Beachfront - leaderboard - 7-1-18
  • HBO and Cinemax Join Comcast's On Demand Online Technical Trial

    The list of cable networks participating in Comcast's upcoming technical trial of On Demand Online continues to grow. This afternoon HBO and Cinemax announced that initially they will provide 750 hours a month of programming, which will expand over time.

    Full length episodes of True Blood, Hung, Entourage, etc, along with recent movies such as Transformers, The Dark Knight, Atonement and classics like Jurassic Park, Speed and Rosemary's Baby will all be available. Some programs will be available in HD and immediately after they're shown on the linear networks.

    HBO/Cinemax follows last week's announcement that Starz is on board with the trial, which itself followed the launch announcement that Time Warner networks TNT and TBS were participating. The list will no doubt grow further in the coming weeks.

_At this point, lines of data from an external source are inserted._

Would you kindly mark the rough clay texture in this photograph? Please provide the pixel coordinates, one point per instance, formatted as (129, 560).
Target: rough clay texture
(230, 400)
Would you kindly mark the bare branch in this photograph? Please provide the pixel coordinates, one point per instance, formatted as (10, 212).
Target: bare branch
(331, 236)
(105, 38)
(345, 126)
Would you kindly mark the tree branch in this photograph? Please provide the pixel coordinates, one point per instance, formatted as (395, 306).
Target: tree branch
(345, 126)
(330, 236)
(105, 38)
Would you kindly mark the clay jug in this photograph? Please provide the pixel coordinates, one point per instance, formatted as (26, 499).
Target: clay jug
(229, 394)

    I've been bullish on Comcast's On Demand Online initiative from the outset, and HBO/Cinemax's perfectly illustrates the power of the model. As the most popular premium TV network, HBO would confer a lot of additional value to its subscribers by making its programs conveniently available online. But to date the only real option for doing so has been to sell them on a per program download basis through outlets like iTunes. The problem is that HBO subscribers end up paying twice for the same content.

    On Demand Online gives HBO a mechanism, finally, to give its subscribers online access without additional fees. This is accomplished through Comcast's "authentication," which queries its database to enable online viewing privileges. The upcoming technical trial is intended to prove that the authentication process actually works. It must, as the stakes are quite high when premium networks like HBO are in the mix. The last thing they want is to have unauthorized broadband users watching their coveted shows instead of subscribing to the monthly service.

    All of the details of On Demand Online are not yet understood, but I continue to believe that if it's executed properly, it will be a game-changer for the cable and broadband industries.